# potting bare root trees



## bigric954rr (May 30, 2016)

ok bought a house was suppose to move in june now thinking end of july. i ordered 40 1-2 f00t bare root trees.
That should be here in a few weeks


Now thinking about potting them to get them to start producing leaves, so when i do plant them they grow faster and now is about the time they should be coming out of dormancy anyway. Thinking about using those felt mesh pots. what should i add to the soil once i do plant them. if anything? Is this a good idea as i don't know much about planting trees?


----------



## HuskyHeadDave (Jun 1, 2016)

bigric954rr said:


> ok bought a house was suppose to move in june now thinking end of july. i ordered 40 1-2 f00t bare root trees.
> That should be here in a few weeks
> 
> 
> Now thinking about potting them to get them to start producing leaves, so when i do plant them they grow faster and now is about the time they should be coming out of dormancy anyway. Thinking about using those felt mesh pots. what should i add to the soil once i do plant them. if anything? Is this a good idea as i don't know much about planting trees?

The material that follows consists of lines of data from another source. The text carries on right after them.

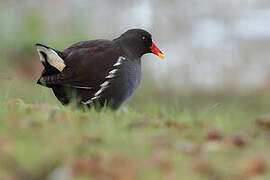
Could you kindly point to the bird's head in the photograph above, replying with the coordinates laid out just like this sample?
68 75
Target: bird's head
140 42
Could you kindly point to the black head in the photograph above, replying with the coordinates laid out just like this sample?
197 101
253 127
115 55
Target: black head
139 42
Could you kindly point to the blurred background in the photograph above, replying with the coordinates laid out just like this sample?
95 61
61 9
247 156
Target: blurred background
210 46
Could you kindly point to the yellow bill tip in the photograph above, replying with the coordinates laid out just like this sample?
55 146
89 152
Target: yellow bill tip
161 55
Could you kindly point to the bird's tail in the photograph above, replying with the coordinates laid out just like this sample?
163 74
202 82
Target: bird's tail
52 61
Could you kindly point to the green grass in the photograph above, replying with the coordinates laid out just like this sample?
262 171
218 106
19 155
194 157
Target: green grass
149 138
155 135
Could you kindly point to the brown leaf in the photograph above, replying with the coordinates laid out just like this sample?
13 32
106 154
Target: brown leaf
255 166
139 124
264 121
237 140
213 134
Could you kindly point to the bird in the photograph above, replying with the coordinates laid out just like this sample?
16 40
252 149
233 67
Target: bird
96 73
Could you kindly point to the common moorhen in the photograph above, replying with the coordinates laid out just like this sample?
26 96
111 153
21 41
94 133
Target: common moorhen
97 73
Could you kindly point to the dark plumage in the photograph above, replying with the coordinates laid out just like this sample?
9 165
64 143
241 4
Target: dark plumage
97 72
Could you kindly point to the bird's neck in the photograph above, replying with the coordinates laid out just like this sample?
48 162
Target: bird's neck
129 48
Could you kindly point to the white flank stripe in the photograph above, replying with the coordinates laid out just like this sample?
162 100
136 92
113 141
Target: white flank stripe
106 83
113 71
110 76
87 102
81 87
99 92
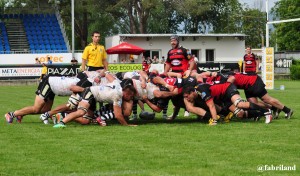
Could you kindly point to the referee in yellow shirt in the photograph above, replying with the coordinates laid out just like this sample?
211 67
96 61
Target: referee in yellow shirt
94 55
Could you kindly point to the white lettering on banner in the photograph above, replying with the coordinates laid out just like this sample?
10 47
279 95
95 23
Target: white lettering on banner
284 63
209 68
61 71
13 72
159 67
23 59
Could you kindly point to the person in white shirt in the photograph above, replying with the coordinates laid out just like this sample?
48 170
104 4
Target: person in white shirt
45 94
111 93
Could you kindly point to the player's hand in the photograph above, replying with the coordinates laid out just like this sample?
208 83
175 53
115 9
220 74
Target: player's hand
214 74
187 73
143 85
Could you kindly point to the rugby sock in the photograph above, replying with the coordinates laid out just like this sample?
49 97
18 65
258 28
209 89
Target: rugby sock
256 107
254 114
134 108
273 108
47 115
165 110
12 114
224 112
176 111
207 116
286 109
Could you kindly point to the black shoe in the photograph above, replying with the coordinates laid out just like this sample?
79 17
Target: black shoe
289 114
276 113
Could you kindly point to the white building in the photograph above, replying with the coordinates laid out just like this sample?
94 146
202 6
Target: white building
207 47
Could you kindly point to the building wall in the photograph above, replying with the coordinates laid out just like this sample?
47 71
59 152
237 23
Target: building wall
227 49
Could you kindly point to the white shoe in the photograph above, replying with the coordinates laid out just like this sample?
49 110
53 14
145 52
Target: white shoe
170 116
133 117
44 118
186 114
268 116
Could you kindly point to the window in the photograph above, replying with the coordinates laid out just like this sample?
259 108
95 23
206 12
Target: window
210 55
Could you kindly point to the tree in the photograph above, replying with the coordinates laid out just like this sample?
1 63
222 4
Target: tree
287 34
253 25
225 16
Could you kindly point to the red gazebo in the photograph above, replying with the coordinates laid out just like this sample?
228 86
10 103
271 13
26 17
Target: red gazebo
125 48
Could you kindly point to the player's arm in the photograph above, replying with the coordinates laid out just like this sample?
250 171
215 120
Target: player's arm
167 68
127 108
152 106
208 74
83 65
173 74
231 79
257 64
119 116
192 109
164 94
76 89
244 64
143 78
211 105
105 64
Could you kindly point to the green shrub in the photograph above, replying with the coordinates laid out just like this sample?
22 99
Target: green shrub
295 69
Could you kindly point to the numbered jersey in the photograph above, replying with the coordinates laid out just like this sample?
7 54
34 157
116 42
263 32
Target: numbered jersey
130 75
140 91
61 85
109 93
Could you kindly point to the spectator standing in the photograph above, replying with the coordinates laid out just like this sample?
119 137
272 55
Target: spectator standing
74 61
195 59
131 58
49 61
44 71
179 62
177 59
94 55
37 61
250 64
162 60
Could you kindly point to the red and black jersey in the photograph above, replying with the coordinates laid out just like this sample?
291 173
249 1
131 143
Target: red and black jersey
250 63
145 66
178 60
216 91
244 81
219 79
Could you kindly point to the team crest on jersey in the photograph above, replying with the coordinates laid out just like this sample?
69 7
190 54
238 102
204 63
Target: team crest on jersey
176 62
201 94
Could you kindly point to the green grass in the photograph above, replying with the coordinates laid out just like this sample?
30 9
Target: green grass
184 147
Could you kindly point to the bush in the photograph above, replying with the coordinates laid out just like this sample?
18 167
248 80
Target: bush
295 69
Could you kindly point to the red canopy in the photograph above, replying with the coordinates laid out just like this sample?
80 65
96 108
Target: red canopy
125 48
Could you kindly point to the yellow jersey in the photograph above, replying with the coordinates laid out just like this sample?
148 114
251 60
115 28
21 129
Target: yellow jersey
94 54
44 70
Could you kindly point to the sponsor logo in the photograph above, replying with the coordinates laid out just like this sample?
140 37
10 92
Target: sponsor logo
7 72
176 62
63 71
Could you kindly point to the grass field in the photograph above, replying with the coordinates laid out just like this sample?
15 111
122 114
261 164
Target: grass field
183 147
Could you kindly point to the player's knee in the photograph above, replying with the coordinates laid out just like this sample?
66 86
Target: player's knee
127 113
240 114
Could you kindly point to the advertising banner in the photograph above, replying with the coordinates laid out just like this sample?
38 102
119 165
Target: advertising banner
124 67
268 67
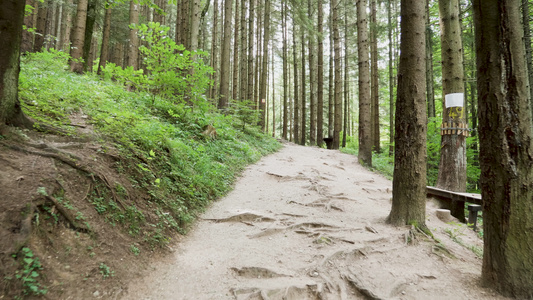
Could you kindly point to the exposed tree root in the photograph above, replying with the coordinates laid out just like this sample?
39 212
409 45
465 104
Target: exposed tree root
68 215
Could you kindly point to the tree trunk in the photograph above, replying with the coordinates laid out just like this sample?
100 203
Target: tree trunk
40 27
296 119
251 14
506 148
429 65
529 52
331 91
78 37
320 79
303 137
89 28
235 88
409 180
11 20
312 76
224 95
104 52
264 71
391 80
338 84
452 166
243 85
365 138
374 80
133 51
66 25
214 52
27 36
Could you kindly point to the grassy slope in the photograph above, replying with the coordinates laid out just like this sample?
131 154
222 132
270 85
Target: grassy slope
161 151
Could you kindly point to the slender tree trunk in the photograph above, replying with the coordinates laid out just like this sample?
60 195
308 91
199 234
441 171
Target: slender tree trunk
11 20
506 148
104 52
429 65
452 166
365 126
251 74
331 91
235 88
338 81
66 25
194 25
133 50
296 119
214 51
529 53
312 78
303 107
27 36
243 55
225 57
320 75
40 27
409 180
374 80
78 36
89 28
266 38
285 75
391 80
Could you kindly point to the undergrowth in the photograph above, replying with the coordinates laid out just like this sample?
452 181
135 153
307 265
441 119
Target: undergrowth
159 138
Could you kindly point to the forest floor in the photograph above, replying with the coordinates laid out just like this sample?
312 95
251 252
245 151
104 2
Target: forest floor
310 223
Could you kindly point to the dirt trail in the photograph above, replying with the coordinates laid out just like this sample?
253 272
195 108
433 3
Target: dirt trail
309 223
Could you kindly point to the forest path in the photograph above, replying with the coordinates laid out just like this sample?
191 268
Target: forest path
309 223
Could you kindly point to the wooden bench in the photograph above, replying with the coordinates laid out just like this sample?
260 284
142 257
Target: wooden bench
456 203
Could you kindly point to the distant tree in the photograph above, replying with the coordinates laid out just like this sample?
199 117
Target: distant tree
78 37
337 126
11 20
365 138
224 94
320 76
506 148
409 180
452 166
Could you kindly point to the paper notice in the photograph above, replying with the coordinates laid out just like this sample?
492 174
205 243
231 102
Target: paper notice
454 100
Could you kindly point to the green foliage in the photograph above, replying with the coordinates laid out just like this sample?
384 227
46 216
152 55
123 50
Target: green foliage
164 153
172 72
29 272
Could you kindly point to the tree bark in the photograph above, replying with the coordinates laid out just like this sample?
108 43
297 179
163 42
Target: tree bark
11 20
365 138
89 28
78 37
452 166
320 77
264 70
296 111
104 52
506 148
409 180
40 26
27 36
312 78
235 82
224 95
374 80
338 80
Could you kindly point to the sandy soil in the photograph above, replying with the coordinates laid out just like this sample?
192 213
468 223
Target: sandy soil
309 223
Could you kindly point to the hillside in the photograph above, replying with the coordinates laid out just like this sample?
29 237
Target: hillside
107 180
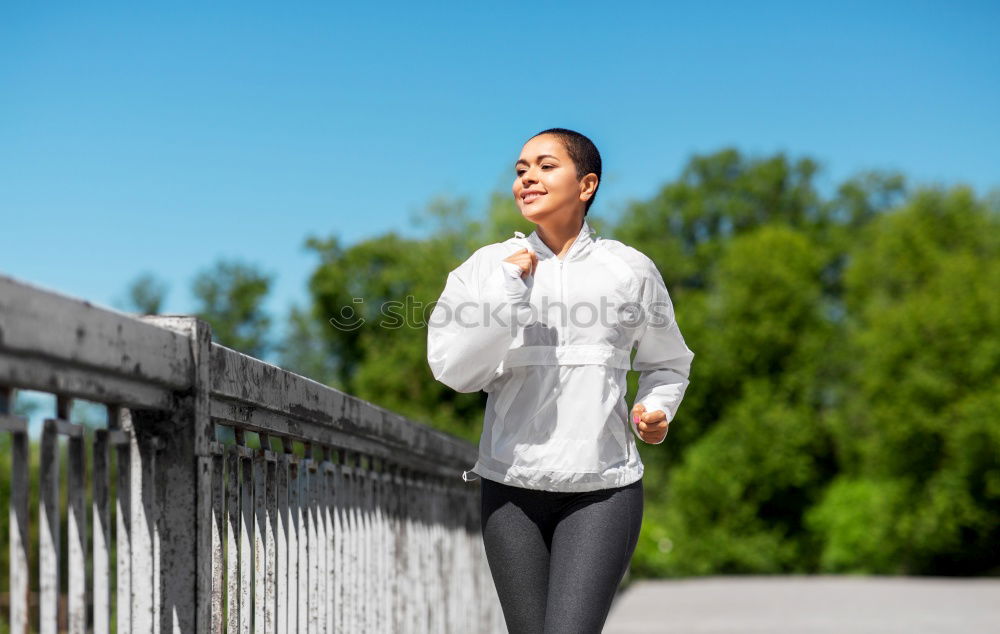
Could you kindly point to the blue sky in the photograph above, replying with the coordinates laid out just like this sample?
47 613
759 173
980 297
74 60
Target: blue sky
162 137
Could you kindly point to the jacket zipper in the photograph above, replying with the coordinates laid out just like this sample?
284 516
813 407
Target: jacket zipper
562 300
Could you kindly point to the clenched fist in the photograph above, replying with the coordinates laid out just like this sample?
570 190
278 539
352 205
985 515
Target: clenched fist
525 259
652 426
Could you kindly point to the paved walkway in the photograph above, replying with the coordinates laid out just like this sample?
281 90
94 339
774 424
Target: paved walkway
808 605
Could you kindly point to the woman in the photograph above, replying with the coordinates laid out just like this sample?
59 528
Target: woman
545 324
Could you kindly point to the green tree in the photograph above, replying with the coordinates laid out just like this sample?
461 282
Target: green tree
230 296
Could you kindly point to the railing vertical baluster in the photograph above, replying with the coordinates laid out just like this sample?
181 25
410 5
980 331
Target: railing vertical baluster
17 514
144 584
307 594
232 540
246 536
48 527
281 542
339 532
270 558
259 471
331 540
378 546
369 549
123 521
395 538
318 549
77 533
102 533
218 524
294 534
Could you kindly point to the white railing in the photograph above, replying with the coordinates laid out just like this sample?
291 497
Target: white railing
224 493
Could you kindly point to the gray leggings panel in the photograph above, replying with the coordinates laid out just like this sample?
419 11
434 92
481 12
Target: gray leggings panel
557 558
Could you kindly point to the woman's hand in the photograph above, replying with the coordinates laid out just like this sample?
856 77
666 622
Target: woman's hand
652 426
525 259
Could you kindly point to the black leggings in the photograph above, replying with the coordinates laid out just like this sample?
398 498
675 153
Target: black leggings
556 557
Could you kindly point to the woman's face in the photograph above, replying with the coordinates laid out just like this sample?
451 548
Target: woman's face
545 181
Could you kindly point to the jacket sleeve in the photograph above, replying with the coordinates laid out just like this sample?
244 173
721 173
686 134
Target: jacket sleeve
471 328
662 358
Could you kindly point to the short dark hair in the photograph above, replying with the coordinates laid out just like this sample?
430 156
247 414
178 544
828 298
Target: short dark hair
584 154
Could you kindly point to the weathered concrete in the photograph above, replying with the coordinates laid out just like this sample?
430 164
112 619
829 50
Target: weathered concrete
808 605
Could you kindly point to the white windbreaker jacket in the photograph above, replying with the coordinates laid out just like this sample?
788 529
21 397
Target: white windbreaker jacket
552 352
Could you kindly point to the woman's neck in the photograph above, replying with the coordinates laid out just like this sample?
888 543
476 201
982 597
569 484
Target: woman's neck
559 236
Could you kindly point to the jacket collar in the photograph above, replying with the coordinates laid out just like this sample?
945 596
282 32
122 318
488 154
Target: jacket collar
579 246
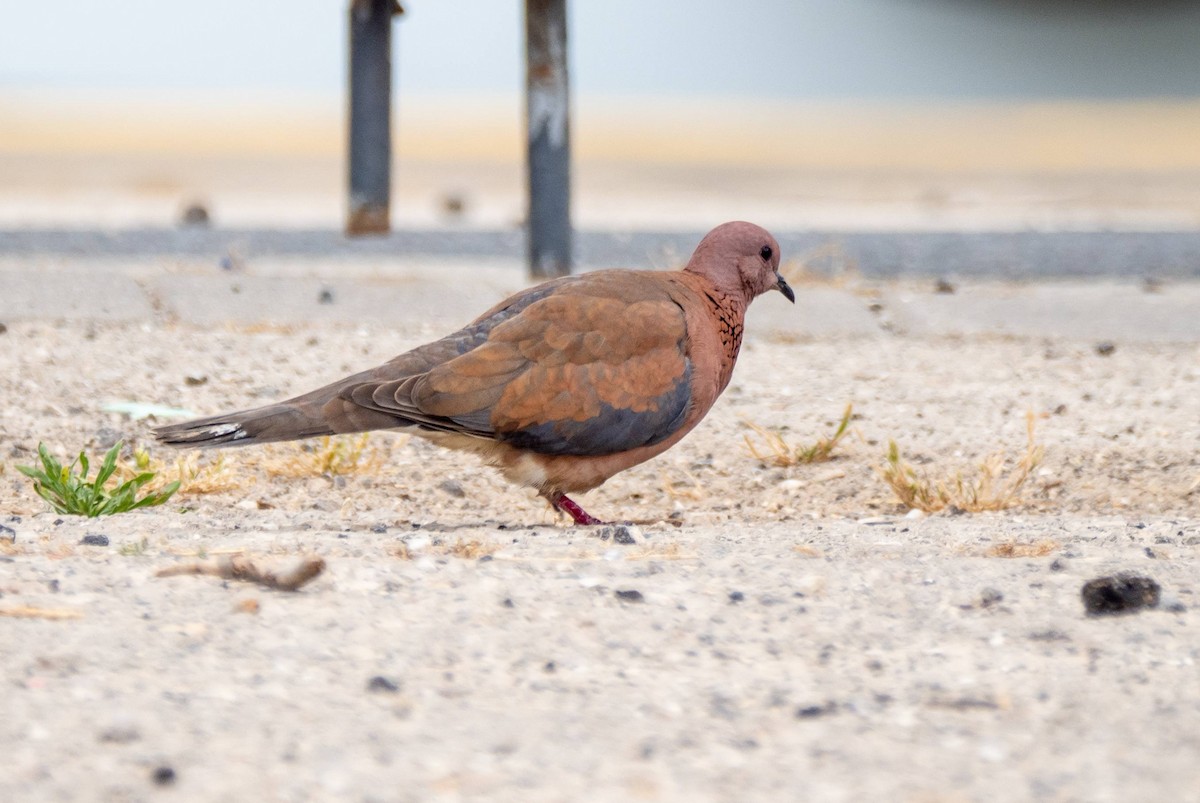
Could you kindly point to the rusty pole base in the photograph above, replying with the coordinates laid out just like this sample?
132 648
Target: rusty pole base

Plant them in liners....its a mesh bag...easy removal...they stay root pruned. Check out someplace like growerssupply.com for a good price on the 5 gallon size. Make a metal ring u can mark ground.... I put on a big t handle and can just twist mine in. Picture a five gallon metal bucket with four, six by two inch slits removed....twisted back and forth it digs. Rent an auger....on a little dingo track machine you can dig your holes in four ours...then run and dump little piles of compost to help soil....


----------